Eric Berger, a journalist for the American publication Ars Technica, explained on Twitter why the United States no longer needs Russian manned spacecraft Soyuz MS.
“Since [America's newest reusable spacecraft] Crew Dragon has successfully demonstrated its capabilities, NASA no longer needs to buy seats on Soyuz from Russia at increasingly inflated prices,” the author wrote.
Thus, the journalist commented on the materials of the Russian media, which, with reference to the Roscosmos report for 2019, reported that NASA would not buy seats on the Soyuz MS after 2020. Subsequently, the state corporation announced that the composition of the Soyuz MS crews in 2021 will be international, but they did not specify their specific composition, in particular, whether it is about American astronauts or whether it concerns European and Japanese, buying seats from Roscosmos through NASA …

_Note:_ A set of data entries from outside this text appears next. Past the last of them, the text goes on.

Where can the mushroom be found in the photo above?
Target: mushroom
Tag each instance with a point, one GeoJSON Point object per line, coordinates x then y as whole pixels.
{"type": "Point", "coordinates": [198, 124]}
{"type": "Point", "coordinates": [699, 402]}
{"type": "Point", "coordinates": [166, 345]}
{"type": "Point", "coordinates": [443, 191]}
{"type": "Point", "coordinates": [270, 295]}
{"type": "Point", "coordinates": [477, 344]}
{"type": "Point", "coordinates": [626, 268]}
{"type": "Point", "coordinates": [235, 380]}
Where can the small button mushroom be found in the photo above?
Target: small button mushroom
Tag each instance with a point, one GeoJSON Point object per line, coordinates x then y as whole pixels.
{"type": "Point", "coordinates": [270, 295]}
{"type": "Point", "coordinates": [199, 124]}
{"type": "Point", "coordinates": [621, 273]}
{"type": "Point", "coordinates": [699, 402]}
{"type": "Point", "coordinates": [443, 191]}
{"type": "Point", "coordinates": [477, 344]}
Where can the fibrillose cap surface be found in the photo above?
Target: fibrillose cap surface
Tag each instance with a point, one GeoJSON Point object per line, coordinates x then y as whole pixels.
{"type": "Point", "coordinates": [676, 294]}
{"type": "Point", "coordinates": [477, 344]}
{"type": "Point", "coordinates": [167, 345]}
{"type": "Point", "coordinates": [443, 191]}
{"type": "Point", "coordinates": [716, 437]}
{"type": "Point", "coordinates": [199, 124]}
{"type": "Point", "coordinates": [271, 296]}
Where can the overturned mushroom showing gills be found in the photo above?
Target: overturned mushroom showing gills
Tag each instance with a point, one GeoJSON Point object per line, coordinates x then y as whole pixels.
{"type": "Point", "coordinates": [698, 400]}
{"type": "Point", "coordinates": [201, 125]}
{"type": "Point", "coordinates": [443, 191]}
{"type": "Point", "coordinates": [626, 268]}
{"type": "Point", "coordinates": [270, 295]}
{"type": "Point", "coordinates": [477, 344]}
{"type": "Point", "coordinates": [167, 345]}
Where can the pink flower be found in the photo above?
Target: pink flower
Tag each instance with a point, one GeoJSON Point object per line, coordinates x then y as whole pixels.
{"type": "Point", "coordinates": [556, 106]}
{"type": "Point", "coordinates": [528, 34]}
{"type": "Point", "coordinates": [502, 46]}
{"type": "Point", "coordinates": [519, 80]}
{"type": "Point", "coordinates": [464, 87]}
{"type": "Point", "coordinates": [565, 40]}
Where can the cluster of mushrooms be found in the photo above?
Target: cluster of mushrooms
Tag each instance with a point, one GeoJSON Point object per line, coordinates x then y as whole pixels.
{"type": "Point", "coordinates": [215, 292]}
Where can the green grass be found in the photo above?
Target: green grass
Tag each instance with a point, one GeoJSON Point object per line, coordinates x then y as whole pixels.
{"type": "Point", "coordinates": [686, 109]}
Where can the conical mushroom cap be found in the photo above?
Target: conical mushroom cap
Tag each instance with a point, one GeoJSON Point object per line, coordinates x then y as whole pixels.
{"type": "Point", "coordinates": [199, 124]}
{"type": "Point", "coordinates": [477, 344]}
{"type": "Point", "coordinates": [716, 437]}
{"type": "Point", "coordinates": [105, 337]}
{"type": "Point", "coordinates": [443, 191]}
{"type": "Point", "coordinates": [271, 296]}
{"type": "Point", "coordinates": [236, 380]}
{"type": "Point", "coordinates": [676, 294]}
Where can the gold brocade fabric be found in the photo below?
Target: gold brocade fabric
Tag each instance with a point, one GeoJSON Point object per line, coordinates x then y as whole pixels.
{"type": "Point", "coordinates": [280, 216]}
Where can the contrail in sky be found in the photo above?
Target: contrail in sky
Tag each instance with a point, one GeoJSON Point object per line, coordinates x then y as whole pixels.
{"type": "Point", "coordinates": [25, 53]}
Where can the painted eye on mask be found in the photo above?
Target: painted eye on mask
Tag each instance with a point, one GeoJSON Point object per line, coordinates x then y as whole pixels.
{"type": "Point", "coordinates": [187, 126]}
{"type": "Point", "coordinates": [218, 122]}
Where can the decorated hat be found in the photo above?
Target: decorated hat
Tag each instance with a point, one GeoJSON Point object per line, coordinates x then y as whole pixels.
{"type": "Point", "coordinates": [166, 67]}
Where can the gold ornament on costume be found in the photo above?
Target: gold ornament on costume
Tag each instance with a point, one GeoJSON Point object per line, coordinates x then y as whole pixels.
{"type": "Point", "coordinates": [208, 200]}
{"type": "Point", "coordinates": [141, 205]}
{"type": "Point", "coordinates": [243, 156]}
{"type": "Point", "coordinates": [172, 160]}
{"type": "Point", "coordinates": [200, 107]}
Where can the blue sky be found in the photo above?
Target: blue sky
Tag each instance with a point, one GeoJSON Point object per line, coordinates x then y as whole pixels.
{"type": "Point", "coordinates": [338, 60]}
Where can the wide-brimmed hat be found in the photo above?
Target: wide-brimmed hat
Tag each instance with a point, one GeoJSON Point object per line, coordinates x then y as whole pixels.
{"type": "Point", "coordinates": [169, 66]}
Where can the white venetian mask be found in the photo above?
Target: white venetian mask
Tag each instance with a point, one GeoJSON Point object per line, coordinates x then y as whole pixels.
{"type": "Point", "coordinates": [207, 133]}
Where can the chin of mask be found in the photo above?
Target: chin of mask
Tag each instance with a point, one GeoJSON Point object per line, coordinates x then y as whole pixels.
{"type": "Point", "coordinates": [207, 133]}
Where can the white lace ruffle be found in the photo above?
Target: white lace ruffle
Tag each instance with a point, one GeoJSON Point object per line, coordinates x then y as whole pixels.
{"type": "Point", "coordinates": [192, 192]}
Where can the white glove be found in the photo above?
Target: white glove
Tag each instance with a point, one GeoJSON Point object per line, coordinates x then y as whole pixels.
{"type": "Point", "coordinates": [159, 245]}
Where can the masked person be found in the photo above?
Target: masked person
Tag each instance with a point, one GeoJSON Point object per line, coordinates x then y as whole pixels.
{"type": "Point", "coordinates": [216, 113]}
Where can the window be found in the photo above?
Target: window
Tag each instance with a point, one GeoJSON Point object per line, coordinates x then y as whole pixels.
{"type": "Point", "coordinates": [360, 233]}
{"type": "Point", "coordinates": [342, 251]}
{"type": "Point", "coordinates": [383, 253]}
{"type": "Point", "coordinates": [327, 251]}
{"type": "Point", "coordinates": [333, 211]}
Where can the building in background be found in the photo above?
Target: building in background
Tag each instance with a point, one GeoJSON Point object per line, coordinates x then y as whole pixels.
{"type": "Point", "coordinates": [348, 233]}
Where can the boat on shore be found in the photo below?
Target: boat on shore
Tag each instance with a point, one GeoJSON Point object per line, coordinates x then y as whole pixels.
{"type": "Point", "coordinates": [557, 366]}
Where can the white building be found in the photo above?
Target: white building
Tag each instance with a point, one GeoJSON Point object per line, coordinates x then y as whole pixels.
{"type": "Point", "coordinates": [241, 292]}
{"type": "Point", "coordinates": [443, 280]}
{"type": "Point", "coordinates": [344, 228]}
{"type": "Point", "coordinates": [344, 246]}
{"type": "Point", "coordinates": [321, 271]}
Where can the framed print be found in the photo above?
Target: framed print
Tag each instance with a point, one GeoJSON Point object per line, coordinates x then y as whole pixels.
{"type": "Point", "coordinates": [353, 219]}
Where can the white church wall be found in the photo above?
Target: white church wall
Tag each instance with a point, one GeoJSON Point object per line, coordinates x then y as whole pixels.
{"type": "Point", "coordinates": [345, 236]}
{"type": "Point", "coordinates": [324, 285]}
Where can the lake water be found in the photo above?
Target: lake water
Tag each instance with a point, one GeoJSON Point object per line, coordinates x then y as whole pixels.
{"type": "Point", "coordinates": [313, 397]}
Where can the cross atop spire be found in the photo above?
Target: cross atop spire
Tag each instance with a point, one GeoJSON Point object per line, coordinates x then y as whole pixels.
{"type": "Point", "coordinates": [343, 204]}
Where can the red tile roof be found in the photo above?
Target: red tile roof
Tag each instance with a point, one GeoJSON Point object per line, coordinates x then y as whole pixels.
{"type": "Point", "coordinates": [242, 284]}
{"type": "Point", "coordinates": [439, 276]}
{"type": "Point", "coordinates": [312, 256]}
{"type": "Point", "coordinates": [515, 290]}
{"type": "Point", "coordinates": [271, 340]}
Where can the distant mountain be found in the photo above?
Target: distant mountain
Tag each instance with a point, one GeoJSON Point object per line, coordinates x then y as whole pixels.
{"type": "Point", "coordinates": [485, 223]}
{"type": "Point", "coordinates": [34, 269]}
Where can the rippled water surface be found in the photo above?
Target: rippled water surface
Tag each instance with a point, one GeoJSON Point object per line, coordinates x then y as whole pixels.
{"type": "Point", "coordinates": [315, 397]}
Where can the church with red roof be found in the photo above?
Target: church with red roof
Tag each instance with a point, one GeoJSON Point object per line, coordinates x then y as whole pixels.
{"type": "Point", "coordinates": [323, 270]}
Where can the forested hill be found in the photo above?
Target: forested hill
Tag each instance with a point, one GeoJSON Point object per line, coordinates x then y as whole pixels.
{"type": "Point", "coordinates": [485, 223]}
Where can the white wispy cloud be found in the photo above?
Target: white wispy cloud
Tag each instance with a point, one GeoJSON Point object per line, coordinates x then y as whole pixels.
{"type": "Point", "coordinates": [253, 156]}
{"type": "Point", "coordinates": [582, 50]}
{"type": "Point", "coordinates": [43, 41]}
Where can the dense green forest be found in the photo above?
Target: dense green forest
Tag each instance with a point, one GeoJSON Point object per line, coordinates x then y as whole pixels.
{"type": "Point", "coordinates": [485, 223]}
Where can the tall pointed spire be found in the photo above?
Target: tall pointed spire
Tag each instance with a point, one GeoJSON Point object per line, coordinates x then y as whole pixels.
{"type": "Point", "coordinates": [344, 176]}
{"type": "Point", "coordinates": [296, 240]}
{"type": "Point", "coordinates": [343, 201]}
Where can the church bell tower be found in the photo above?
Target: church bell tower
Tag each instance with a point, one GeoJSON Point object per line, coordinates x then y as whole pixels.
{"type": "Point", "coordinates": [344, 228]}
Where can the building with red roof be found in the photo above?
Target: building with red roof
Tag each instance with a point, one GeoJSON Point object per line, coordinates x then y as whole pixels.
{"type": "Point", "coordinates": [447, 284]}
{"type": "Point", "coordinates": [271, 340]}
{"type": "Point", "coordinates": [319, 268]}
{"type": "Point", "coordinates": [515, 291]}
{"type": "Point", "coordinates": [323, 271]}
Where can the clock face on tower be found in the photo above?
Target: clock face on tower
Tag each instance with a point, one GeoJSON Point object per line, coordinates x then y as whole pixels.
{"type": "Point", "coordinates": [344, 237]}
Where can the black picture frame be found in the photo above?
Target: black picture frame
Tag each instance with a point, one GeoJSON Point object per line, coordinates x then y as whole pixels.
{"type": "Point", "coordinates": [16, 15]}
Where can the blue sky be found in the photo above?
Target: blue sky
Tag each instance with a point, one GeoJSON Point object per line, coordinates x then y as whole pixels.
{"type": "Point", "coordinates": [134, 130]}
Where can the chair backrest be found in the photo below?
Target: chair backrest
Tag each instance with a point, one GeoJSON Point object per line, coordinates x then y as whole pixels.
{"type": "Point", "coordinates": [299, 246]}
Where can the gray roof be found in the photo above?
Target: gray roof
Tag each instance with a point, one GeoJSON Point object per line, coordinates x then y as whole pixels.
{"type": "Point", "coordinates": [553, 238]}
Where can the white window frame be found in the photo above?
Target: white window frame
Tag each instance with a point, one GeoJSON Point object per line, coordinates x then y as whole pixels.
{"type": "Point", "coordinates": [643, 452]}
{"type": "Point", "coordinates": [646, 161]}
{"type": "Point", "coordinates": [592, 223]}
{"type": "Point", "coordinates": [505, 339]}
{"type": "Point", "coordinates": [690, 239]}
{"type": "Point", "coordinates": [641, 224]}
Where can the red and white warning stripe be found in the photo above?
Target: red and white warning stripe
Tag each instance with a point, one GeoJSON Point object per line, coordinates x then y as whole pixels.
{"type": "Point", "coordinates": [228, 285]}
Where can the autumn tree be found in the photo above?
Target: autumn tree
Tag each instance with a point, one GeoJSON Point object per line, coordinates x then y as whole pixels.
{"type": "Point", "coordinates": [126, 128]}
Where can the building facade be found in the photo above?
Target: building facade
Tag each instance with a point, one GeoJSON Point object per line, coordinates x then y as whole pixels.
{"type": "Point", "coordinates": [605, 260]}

In June, a quarterly report from the Rocket and Space Corporation Energia reported that a seat on Soyuz MS for foreign partners would become cheaper due to competition with American spacecraft.
On May 30, a heavy rocket Falcon 9 was launched with the Crew Dragon spacecraft carrying American astronauts on board to the ISS. The previous time the United States independently delivered people to low-earth orbit on July 8, 2011, when the Space Shuttle Atlantis reusable manned spacecraft took off. After that, the US used Russian Soyuz series spacecraft to send people to the ISS.
According to a report from NASA's Office of Inspector General, published in November 2019, from 2006 to 2019, the cost of a Soyuz seat for the United States increased from $ 21.3 million to $ 86 million, with one Crew Dragon seat on average. worth $ 55 million.
In the same month, US Vice President Michael Pence, speaking at the Joseph Ames Research Center (California), said that Washington “will not need to fly on Russian ships” after “an American astronaut on an American spaceship from American territory into the space”.